Could not locate the nomic-ai/nomic-bert-2048--configuration_hf_nomic_bert.py inside nomic-ai/nomic-embed-text-v1.
Traceback (most recent call last):
File "C:\Users\User\anaconda3\envs\web-ext\lib\site-packages\huggingface_hub\utils\_errors.py", line 304, in hf_raise_for_status
response.raise_for_status()
File "C:\Users\User\anaconda3\envs\web-ext\lib\site-packages\requests\models.py", line 1021, in raise_for_status
raise HTTPError(http_error_msg, response=self)
requests.exceptions.HTTPError: 404 Client Error: Not Found for url: https://huggingface.co/nomic-ai/nomic-embed-text-v1/resolve/main/nomic-ai/nomic-bert-2048--configuration_hf_nomic_bert.py
Hey sorry I was trying to consolidate all the code into a single place as we had 3-4 different versions! Does this code not work for you?
>>> from transformers import AutoModel
>>> model = AutoModel.from_pretrained("nomic-ai/nomic-embed-text-v1", trust_remote_code=True)
config.json: 100%|█████████████████████████████████████████████████████████████████████████████████████████████████████████████████████████████████████████████████████████████████████████| 2.03k/2.03k [00:00<00:00, 18.5MB/s]

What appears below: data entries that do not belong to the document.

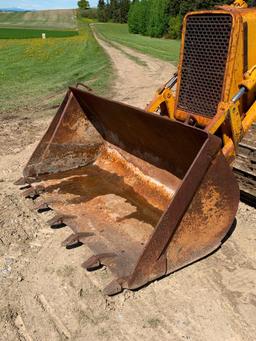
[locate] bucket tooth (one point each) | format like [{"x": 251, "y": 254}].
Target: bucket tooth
[
  {"x": 24, "y": 181},
  {"x": 59, "y": 220},
  {"x": 76, "y": 239},
  {"x": 113, "y": 288},
  {"x": 96, "y": 261},
  {"x": 32, "y": 192},
  {"x": 42, "y": 207}
]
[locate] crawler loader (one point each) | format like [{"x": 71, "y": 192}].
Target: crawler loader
[{"x": 152, "y": 191}]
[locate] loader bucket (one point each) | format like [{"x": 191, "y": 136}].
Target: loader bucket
[{"x": 147, "y": 195}]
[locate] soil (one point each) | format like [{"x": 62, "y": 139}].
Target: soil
[{"x": 46, "y": 295}]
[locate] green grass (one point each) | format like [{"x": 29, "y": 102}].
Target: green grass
[
  {"x": 53, "y": 19},
  {"x": 165, "y": 49},
  {"x": 25, "y": 33},
  {"x": 37, "y": 72}
]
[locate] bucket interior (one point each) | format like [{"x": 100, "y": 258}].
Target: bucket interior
[{"x": 121, "y": 194}]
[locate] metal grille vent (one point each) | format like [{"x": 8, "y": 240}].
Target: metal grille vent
[{"x": 204, "y": 62}]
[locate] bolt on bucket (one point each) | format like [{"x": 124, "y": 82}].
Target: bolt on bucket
[{"x": 147, "y": 195}]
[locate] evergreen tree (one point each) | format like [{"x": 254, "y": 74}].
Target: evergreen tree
[
  {"x": 83, "y": 4},
  {"x": 102, "y": 13}
]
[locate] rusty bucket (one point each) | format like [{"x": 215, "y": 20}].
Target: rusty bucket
[{"x": 147, "y": 195}]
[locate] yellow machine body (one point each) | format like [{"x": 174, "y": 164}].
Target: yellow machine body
[{"x": 231, "y": 120}]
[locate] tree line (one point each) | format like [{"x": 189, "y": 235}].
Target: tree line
[
  {"x": 113, "y": 10},
  {"x": 158, "y": 18},
  {"x": 154, "y": 18}
]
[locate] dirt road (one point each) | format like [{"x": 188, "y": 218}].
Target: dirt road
[{"x": 46, "y": 295}]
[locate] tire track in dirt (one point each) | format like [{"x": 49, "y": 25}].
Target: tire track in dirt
[{"x": 135, "y": 84}]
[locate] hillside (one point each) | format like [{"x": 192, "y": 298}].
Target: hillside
[{"x": 61, "y": 19}]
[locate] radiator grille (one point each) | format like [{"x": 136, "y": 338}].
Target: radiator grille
[{"x": 205, "y": 56}]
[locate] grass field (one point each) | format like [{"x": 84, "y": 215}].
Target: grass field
[
  {"x": 33, "y": 71},
  {"x": 52, "y": 19},
  {"x": 25, "y": 33},
  {"x": 165, "y": 49}
]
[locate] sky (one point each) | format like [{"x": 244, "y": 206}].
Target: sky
[{"x": 44, "y": 4}]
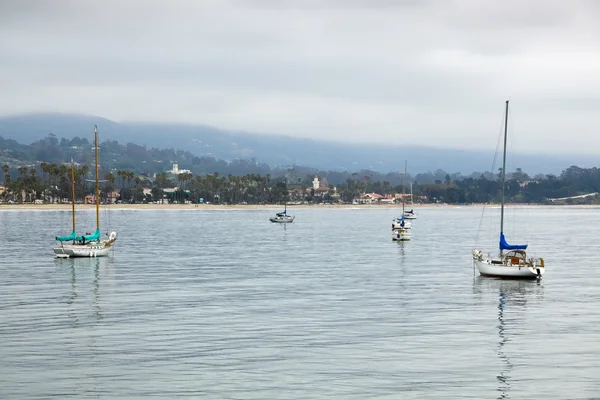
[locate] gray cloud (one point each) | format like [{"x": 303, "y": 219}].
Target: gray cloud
[{"x": 431, "y": 72}]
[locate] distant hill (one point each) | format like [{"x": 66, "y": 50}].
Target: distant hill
[{"x": 275, "y": 150}]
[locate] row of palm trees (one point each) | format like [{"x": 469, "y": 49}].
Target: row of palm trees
[{"x": 52, "y": 183}]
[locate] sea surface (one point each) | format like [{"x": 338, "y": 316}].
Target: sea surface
[{"x": 225, "y": 305}]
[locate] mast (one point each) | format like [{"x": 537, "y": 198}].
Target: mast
[
  {"x": 403, "y": 184},
  {"x": 97, "y": 197},
  {"x": 503, "y": 172},
  {"x": 73, "y": 193}
]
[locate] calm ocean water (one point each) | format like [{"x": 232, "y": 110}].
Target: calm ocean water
[{"x": 225, "y": 305}]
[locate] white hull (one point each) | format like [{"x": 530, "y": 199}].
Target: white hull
[
  {"x": 94, "y": 249},
  {"x": 282, "y": 220},
  {"x": 525, "y": 269},
  {"x": 68, "y": 251},
  {"x": 400, "y": 235}
]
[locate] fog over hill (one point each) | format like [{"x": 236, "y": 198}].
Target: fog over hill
[{"x": 279, "y": 150}]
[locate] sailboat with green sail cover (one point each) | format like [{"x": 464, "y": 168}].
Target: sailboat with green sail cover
[{"x": 89, "y": 245}]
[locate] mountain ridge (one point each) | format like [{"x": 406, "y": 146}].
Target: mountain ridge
[{"x": 273, "y": 149}]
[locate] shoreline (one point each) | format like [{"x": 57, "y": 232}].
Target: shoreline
[{"x": 220, "y": 207}]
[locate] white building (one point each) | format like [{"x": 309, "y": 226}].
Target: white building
[{"x": 177, "y": 171}]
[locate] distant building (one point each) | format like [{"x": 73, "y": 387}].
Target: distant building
[{"x": 177, "y": 171}]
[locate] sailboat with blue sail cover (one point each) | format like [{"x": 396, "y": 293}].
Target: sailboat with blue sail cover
[
  {"x": 512, "y": 260},
  {"x": 89, "y": 245}
]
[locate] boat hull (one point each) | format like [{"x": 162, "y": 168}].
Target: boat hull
[
  {"x": 486, "y": 268},
  {"x": 81, "y": 251},
  {"x": 401, "y": 234},
  {"x": 94, "y": 249}
]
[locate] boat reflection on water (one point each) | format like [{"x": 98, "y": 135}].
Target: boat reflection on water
[
  {"x": 85, "y": 269},
  {"x": 514, "y": 297}
]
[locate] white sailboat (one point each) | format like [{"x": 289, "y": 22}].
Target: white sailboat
[
  {"x": 512, "y": 260},
  {"x": 410, "y": 214},
  {"x": 282, "y": 217},
  {"x": 401, "y": 229},
  {"x": 89, "y": 245}
]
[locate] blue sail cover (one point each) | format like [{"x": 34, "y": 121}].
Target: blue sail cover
[
  {"x": 506, "y": 246},
  {"x": 92, "y": 237},
  {"x": 69, "y": 238}
]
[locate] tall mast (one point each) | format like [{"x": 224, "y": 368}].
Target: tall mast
[
  {"x": 73, "y": 192},
  {"x": 97, "y": 197},
  {"x": 403, "y": 184},
  {"x": 503, "y": 172}
]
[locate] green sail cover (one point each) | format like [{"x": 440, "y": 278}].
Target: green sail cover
[
  {"x": 69, "y": 238},
  {"x": 90, "y": 238}
]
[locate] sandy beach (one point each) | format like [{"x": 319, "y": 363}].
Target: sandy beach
[{"x": 220, "y": 207}]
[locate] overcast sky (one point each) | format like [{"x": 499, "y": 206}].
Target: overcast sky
[{"x": 422, "y": 72}]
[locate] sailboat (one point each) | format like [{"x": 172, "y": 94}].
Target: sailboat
[
  {"x": 282, "y": 217},
  {"x": 512, "y": 261},
  {"x": 88, "y": 245},
  {"x": 410, "y": 214},
  {"x": 401, "y": 229}
]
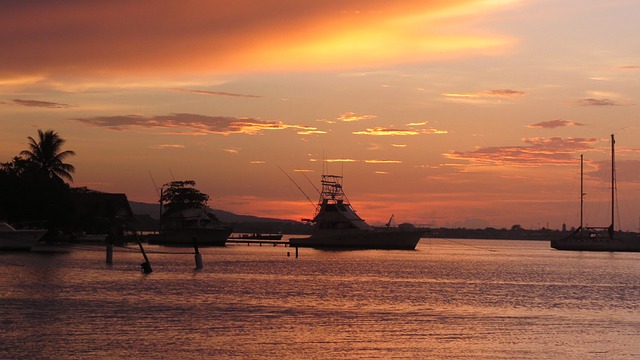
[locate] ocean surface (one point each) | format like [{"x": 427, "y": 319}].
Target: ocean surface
[{"x": 448, "y": 299}]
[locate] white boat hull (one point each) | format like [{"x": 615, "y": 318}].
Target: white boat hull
[{"x": 383, "y": 240}]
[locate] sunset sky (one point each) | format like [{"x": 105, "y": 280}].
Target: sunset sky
[{"x": 443, "y": 113}]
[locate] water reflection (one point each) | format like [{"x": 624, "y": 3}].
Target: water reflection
[{"x": 481, "y": 299}]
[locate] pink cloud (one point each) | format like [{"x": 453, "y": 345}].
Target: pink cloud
[
  {"x": 552, "y": 124},
  {"x": 538, "y": 151},
  {"x": 191, "y": 124}
]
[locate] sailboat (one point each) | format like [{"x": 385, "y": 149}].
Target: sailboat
[
  {"x": 336, "y": 225},
  {"x": 598, "y": 238}
]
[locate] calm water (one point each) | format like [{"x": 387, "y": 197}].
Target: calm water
[{"x": 448, "y": 299}]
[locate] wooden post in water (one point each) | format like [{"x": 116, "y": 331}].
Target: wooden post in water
[
  {"x": 109, "y": 253},
  {"x": 146, "y": 265}
]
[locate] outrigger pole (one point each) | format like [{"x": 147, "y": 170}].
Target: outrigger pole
[{"x": 299, "y": 188}]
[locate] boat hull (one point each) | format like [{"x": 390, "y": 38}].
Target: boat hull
[
  {"x": 20, "y": 240},
  {"x": 598, "y": 244},
  {"x": 189, "y": 236},
  {"x": 382, "y": 240}
]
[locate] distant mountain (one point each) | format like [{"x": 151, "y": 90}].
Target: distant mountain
[{"x": 241, "y": 223}]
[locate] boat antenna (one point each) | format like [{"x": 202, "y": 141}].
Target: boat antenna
[
  {"x": 310, "y": 182},
  {"x": 613, "y": 180},
  {"x": 582, "y": 194},
  {"x": 299, "y": 188}
]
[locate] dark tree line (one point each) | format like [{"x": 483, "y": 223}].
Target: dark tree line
[{"x": 32, "y": 184}]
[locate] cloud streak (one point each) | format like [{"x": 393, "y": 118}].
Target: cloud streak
[
  {"x": 381, "y": 131},
  {"x": 39, "y": 103},
  {"x": 537, "y": 152},
  {"x": 191, "y": 124},
  {"x": 214, "y": 93},
  {"x": 598, "y": 102},
  {"x": 195, "y": 37},
  {"x": 351, "y": 117},
  {"x": 552, "y": 124}
]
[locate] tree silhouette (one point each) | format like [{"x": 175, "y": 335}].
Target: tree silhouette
[
  {"x": 180, "y": 195},
  {"x": 46, "y": 155}
]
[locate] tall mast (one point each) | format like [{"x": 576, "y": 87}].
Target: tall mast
[
  {"x": 613, "y": 179},
  {"x": 581, "y": 188}
]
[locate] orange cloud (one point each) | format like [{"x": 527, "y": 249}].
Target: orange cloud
[
  {"x": 537, "y": 152},
  {"x": 39, "y": 103},
  {"x": 350, "y": 117},
  {"x": 554, "y": 124},
  {"x": 191, "y": 124},
  {"x": 379, "y": 131},
  {"x": 214, "y": 93},
  {"x": 193, "y": 36},
  {"x": 598, "y": 102}
]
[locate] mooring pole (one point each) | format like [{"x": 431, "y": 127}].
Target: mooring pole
[
  {"x": 109, "y": 253},
  {"x": 145, "y": 267},
  {"x": 198, "y": 256}
]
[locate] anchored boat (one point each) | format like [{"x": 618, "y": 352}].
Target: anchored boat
[{"x": 336, "y": 225}]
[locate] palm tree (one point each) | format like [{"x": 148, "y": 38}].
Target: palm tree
[{"x": 46, "y": 155}]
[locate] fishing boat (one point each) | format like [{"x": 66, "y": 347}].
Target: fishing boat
[
  {"x": 256, "y": 236},
  {"x": 18, "y": 239},
  {"x": 188, "y": 227},
  {"x": 336, "y": 225},
  {"x": 603, "y": 238}
]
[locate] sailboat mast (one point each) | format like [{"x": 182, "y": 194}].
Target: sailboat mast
[
  {"x": 581, "y": 188},
  {"x": 613, "y": 180}
]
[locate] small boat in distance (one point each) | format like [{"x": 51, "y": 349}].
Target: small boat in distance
[
  {"x": 337, "y": 226},
  {"x": 598, "y": 238},
  {"x": 18, "y": 239},
  {"x": 256, "y": 236},
  {"x": 191, "y": 226}
]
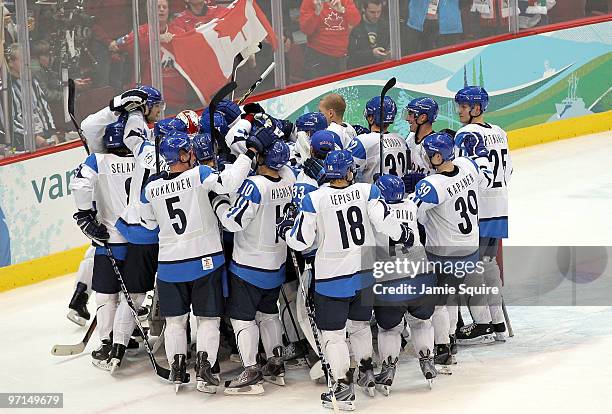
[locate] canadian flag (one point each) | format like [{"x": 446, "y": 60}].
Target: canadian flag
[{"x": 205, "y": 56}]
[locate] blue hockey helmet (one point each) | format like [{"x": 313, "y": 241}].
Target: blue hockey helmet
[
  {"x": 311, "y": 122},
  {"x": 203, "y": 147},
  {"x": 473, "y": 95},
  {"x": 323, "y": 142},
  {"x": 277, "y": 155},
  {"x": 423, "y": 105},
  {"x": 113, "y": 135},
  {"x": 338, "y": 163},
  {"x": 440, "y": 142},
  {"x": 219, "y": 120},
  {"x": 170, "y": 148},
  {"x": 373, "y": 109},
  {"x": 230, "y": 110},
  {"x": 391, "y": 187},
  {"x": 153, "y": 96}
]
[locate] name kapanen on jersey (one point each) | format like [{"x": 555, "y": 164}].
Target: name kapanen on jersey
[
  {"x": 122, "y": 167},
  {"x": 283, "y": 192},
  {"x": 338, "y": 199},
  {"x": 171, "y": 187},
  {"x": 458, "y": 186}
]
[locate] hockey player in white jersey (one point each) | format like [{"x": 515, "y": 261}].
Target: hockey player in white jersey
[
  {"x": 190, "y": 256},
  {"x": 366, "y": 148},
  {"x": 343, "y": 218},
  {"x": 447, "y": 203},
  {"x": 333, "y": 107},
  {"x": 390, "y": 309},
  {"x": 257, "y": 270},
  {"x": 479, "y": 138},
  {"x": 99, "y": 192}
]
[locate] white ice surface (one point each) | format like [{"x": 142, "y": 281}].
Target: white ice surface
[{"x": 558, "y": 361}]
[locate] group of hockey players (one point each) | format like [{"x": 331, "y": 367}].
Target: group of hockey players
[{"x": 250, "y": 221}]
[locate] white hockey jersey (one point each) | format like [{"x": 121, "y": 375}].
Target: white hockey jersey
[
  {"x": 101, "y": 183},
  {"x": 178, "y": 205},
  {"x": 345, "y": 131},
  {"x": 259, "y": 254},
  {"x": 366, "y": 153},
  {"x": 419, "y": 162},
  {"x": 493, "y": 202},
  {"x": 448, "y": 208},
  {"x": 343, "y": 220}
]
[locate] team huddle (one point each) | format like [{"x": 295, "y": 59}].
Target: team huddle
[{"x": 273, "y": 230}]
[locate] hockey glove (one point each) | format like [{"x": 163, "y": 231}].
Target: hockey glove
[
  {"x": 314, "y": 168},
  {"x": 411, "y": 179},
  {"x": 128, "y": 101},
  {"x": 86, "y": 220}
]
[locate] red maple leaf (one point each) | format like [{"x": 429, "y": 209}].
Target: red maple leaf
[{"x": 233, "y": 21}]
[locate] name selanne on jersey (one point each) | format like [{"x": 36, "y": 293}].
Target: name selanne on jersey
[
  {"x": 103, "y": 180},
  {"x": 259, "y": 254},
  {"x": 365, "y": 149},
  {"x": 344, "y": 221},
  {"x": 448, "y": 208},
  {"x": 493, "y": 201}
]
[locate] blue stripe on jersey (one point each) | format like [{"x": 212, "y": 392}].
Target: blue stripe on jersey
[
  {"x": 137, "y": 234},
  {"x": 205, "y": 171},
  {"x": 262, "y": 278},
  {"x": 191, "y": 269},
  {"x": 374, "y": 193},
  {"x": 425, "y": 192},
  {"x": 92, "y": 162},
  {"x": 344, "y": 286},
  {"x": 119, "y": 250},
  {"x": 403, "y": 287},
  {"x": 496, "y": 227},
  {"x": 307, "y": 206},
  {"x": 357, "y": 149}
]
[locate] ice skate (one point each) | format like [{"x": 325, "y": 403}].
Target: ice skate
[
  {"x": 443, "y": 359},
  {"x": 384, "y": 379},
  {"x": 206, "y": 381},
  {"x": 101, "y": 355},
  {"x": 274, "y": 369},
  {"x": 426, "y": 361},
  {"x": 344, "y": 393},
  {"x": 247, "y": 383},
  {"x": 366, "y": 378},
  {"x": 78, "y": 312},
  {"x": 178, "y": 371},
  {"x": 476, "y": 333}
]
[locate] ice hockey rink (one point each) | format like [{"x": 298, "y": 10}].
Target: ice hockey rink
[{"x": 557, "y": 362}]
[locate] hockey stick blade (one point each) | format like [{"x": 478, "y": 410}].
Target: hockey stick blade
[{"x": 67, "y": 350}]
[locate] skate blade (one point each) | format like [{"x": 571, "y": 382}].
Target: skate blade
[
  {"x": 73, "y": 316},
  {"x": 342, "y": 405},
  {"x": 203, "y": 386},
  {"x": 255, "y": 389},
  {"x": 481, "y": 340},
  {"x": 384, "y": 389},
  {"x": 277, "y": 380}
]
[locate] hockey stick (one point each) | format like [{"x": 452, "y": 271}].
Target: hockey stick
[
  {"x": 315, "y": 330},
  {"x": 67, "y": 350},
  {"x": 390, "y": 84},
  {"x": 159, "y": 370},
  {"x": 258, "y": 82}
]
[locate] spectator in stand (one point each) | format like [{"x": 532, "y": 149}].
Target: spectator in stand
[
  {"x": 327, "y": 25},
  {"x": 177, "y": 92},
  {"x": 369, "y": 41},
  {"x": 196, "y": 13},
  {"x": 44, "y": 134},
  {"x": 432, "y": 24},
  {"x": 113, "y": 18}
]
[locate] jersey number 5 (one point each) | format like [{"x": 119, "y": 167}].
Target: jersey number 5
[{"x": 179, "y": 227}]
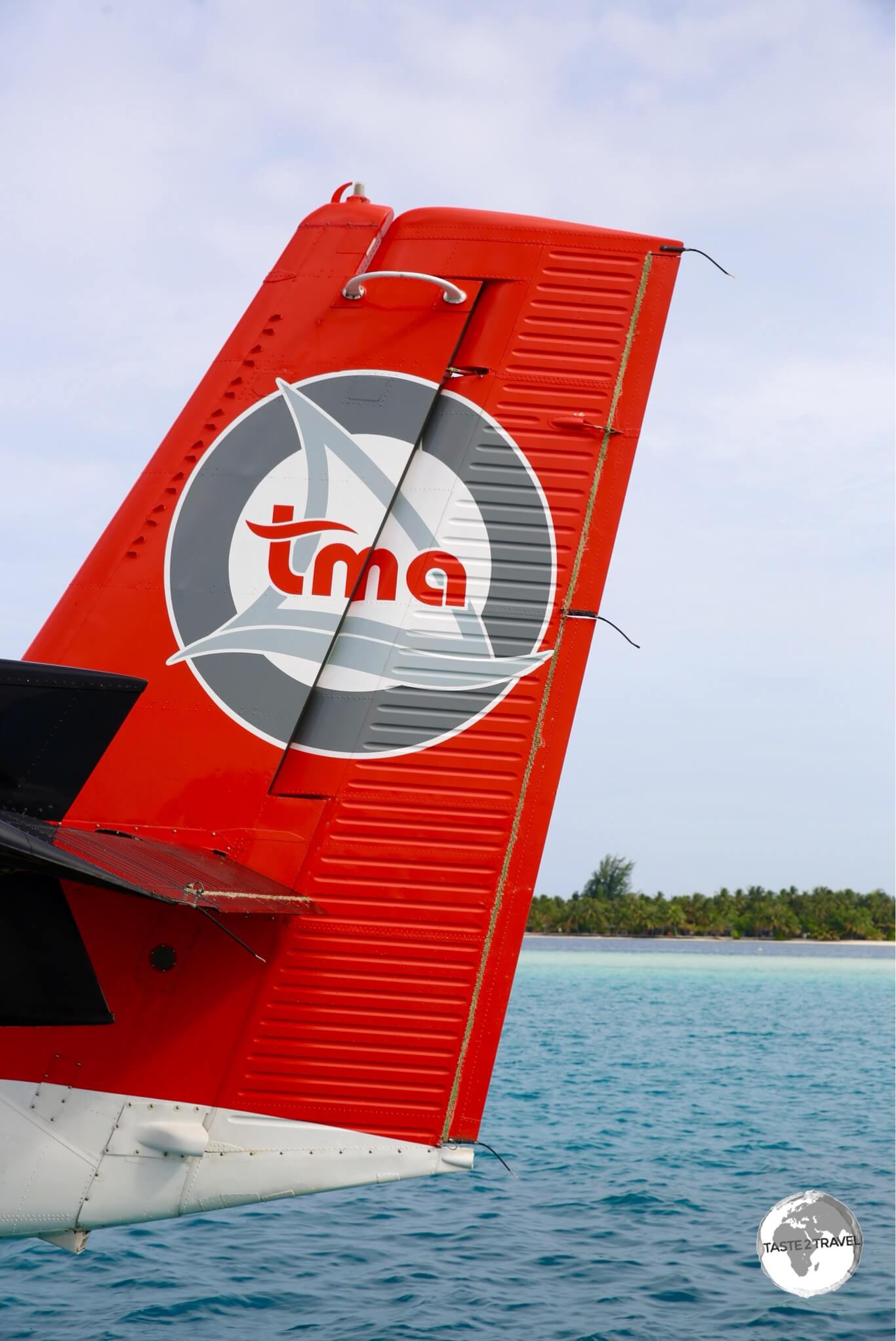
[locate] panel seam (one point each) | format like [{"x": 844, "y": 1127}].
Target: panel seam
[{"x": 537, "y": 735}]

configuration_hf_nomic_bert.py: 100%|██████████████████████████████████████████████████████████████████████████████████████████████████████████████████████████████████████████████████████| 1.96k/1.96k [00:00<00:00, 25.5MB/s]
A new version of the following files was downloaded from https://huggingface.co/nomic-ai/nomic-bert-2048:
- configuration_hf_nomic_bert.py
. Make sure to double-check they do not contain any added malicious code. To avoid downloading new versions of the code file, you can pin a revision.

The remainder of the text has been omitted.